Dani Lorenzo

Personal information
- Full name: Daniel Lorenzo Guerrero
- Date of birth: 5 April 2003 (age 23)
- Place of birth: Marbella, Spain
- Height: 1.76 m (5 ft 9 in)
- Position: Attacking midfielder

Team information
- Current team: Málaga
- Number: 22

Youth career
- 2013–2017: Málaga
- 2017–2021: Real Madrid

Senior career*
- Years: Team / Apps / (Gls)
- 2021–2022: Málaga B / 24 / (1)
- 2021–: Málaga / 95 / (10)
- 2023: → Mérida (loan) / 17 / (2)

= Dani Lorenzo =

Spanish association football player

Daniel "Dani" Lorenzo Guerrero (born 5 April 2003) is a Spanish footballer who plays as an attacking midfielder for Málaga CF.

==Club career==
Born in Marbella, Málaga, Andalusia, Lorenzo joined Real Madrid's La Fábrica in 2017 from Málaga CF. On 20 July 2021, he returned to Málaga and was assigned to the reserves in the Tercera División RFEF.

Lorenzo made his senior debut on 19 September 2021, starting with the B's in a 1–1 home draw against UD Torre del Mar. He scored his first goal on 12 October, netting the opener in home draw against CD Alhaurino, for the same scoreline.

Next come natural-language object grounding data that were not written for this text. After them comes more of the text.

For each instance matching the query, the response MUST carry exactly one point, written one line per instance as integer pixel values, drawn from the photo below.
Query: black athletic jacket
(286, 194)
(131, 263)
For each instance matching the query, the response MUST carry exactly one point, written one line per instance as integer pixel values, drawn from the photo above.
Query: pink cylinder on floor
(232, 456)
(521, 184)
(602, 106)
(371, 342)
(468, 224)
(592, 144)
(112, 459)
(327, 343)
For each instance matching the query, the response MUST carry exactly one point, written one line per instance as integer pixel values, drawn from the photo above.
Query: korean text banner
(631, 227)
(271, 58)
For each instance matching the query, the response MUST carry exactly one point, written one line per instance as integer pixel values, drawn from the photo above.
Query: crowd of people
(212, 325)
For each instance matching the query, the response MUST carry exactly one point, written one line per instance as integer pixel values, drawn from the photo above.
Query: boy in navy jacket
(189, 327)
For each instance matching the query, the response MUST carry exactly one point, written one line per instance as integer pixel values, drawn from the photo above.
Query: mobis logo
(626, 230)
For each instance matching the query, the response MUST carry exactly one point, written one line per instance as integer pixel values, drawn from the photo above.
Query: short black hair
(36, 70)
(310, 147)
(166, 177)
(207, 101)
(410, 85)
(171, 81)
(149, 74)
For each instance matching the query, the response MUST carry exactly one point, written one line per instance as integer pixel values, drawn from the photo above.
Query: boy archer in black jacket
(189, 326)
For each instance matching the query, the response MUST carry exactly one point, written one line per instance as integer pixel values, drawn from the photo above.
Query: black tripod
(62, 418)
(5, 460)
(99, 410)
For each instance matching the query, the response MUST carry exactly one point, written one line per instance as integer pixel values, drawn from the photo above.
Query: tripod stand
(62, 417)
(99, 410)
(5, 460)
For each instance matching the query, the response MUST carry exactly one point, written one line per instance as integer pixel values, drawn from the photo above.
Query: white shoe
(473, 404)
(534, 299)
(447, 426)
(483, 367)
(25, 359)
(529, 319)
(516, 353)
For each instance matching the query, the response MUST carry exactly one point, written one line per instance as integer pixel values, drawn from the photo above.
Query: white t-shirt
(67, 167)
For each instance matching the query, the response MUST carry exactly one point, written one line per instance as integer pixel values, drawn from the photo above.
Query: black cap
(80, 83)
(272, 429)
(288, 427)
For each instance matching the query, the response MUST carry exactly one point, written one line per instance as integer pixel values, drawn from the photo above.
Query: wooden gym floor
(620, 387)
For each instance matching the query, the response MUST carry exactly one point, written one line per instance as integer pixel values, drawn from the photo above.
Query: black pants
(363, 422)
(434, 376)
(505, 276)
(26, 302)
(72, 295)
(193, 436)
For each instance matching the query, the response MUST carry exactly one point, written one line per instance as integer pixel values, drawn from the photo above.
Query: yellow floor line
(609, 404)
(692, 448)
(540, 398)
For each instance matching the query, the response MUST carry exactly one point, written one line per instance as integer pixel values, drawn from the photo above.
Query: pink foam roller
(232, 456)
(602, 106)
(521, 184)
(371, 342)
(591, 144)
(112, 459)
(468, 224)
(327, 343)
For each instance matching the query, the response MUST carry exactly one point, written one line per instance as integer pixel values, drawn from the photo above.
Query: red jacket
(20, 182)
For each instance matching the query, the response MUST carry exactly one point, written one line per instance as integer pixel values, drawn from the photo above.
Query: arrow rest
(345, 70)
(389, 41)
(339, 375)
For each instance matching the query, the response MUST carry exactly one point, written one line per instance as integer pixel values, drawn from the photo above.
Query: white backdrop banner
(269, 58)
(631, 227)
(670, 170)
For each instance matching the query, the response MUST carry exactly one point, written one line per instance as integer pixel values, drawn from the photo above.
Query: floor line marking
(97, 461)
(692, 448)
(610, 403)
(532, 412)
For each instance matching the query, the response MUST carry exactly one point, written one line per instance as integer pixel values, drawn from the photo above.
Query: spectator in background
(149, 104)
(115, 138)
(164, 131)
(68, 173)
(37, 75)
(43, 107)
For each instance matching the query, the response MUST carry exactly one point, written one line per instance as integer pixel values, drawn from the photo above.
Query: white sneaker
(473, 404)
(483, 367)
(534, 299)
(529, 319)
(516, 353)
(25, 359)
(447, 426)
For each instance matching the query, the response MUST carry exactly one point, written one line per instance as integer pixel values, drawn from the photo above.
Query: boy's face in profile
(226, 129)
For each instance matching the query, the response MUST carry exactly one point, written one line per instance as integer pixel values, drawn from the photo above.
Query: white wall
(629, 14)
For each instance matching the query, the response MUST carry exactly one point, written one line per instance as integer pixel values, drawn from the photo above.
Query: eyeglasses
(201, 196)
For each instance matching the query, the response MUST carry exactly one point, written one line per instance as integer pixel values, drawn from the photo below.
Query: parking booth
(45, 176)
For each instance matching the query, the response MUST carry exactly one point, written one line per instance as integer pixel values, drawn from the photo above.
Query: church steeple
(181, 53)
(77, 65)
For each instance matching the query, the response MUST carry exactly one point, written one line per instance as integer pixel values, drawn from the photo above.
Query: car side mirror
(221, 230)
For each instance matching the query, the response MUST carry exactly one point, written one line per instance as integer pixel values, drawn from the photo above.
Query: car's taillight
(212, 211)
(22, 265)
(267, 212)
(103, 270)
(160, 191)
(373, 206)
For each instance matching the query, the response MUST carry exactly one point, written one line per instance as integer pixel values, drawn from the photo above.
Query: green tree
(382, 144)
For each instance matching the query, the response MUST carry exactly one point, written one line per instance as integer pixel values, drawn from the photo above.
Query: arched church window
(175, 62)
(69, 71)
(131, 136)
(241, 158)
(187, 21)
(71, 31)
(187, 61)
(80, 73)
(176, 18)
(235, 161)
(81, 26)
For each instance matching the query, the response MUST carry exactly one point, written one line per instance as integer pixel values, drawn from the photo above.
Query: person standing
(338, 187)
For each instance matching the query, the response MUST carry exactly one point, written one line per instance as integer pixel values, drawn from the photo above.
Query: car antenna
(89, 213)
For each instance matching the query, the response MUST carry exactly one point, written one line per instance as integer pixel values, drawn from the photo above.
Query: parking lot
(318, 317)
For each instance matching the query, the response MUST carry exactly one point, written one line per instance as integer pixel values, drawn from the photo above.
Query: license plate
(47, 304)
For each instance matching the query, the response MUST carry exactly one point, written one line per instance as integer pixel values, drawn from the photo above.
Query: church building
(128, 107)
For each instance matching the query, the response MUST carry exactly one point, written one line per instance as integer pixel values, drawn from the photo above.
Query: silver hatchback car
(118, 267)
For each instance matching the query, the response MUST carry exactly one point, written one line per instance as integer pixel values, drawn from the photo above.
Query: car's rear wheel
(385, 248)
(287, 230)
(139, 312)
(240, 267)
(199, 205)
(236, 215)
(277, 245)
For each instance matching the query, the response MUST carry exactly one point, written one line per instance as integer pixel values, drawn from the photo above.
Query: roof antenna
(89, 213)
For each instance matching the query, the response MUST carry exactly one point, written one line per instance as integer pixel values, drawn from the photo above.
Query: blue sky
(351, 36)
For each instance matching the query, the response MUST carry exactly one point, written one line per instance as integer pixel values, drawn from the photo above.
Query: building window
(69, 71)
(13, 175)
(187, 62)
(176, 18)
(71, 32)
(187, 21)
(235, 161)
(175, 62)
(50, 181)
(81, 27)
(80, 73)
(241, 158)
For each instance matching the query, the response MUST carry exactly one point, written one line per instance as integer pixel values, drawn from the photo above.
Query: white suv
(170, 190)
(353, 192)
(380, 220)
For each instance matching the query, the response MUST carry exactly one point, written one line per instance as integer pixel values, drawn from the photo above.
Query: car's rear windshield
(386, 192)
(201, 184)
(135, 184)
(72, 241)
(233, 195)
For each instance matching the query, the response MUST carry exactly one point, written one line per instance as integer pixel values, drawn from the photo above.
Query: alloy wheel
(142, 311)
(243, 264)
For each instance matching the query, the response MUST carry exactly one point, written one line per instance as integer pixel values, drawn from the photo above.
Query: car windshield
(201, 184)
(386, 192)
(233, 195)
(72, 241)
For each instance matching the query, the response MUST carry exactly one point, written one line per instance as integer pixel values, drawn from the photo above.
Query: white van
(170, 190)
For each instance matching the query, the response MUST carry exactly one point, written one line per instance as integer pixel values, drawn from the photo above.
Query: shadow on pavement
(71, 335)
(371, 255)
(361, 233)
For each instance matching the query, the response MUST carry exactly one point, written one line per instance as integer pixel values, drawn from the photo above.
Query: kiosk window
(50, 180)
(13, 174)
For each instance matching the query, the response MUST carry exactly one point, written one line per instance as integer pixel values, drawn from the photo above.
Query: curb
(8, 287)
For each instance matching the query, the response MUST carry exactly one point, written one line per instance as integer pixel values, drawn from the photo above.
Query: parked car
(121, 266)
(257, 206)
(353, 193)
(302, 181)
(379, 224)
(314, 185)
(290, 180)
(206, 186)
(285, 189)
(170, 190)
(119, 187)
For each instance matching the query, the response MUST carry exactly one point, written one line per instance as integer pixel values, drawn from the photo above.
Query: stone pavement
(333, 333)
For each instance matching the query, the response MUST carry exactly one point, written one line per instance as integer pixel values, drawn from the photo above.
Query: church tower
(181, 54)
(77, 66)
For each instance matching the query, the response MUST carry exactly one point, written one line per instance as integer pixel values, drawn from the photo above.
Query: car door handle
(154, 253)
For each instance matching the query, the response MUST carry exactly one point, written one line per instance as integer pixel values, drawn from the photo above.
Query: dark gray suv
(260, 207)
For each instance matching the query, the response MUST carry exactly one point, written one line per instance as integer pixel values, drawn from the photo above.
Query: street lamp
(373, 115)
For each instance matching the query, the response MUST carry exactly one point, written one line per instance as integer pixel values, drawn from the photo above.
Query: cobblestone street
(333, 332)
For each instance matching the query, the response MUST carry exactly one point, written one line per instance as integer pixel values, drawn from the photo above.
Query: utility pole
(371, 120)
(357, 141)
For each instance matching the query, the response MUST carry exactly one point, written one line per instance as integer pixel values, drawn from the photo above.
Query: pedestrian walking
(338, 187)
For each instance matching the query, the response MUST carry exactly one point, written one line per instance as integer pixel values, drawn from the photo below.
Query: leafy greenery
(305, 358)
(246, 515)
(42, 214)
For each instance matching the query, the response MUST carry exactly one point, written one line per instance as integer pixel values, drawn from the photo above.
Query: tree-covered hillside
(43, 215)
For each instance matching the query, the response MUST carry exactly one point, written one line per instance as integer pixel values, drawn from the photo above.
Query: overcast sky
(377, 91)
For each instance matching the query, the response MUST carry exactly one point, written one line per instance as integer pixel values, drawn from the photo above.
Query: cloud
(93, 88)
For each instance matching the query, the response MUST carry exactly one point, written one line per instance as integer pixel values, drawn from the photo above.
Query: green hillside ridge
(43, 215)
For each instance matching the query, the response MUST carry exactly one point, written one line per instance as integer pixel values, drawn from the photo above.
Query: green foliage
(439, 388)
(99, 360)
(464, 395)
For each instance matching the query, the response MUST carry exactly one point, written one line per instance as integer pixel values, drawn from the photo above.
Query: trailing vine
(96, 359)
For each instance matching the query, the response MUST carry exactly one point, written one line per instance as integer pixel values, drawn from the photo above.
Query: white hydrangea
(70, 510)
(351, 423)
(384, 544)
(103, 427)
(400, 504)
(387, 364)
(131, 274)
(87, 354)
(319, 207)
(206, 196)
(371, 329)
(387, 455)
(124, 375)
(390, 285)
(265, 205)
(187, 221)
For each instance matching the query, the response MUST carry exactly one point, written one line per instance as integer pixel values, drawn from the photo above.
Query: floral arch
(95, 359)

Lorenzo made his first-team debut on 2 December 2021, coming on as a second-half substitute for fellow youth graduate Haitam Abaida in a 3–0 away win over Peña Sport FC in the season's Copa del Rey. He made his professional debut three days later, replacing Mathieu Peybernes in a 1–2 home loss against SD Amorebieta in the Segunda División.

On 19 January 2023, Lorenzo renewed his contract until 2025, and was loaned to Primera Federación side Mérida AD for the remainder of the season. Upon returning, he became a regular starter for the side – now also in the third division – and scored four goals in 42 appearances overall during the 2023–24 campaign, as the club achieved promotion to the second level.

Lorenzo scored his first professional goal on 27 November 2024, but in a 4–2 loss at Levante UD, but had limited playing time afterwards due to injuries. Back to full fitness, he established himself as a first-choice before renewing his link until 2028 on 4 March 2026.

Lorenzo made his La Liga debut on 19 August 2026, starting in a 2–0 away loss to Atlético Madrid.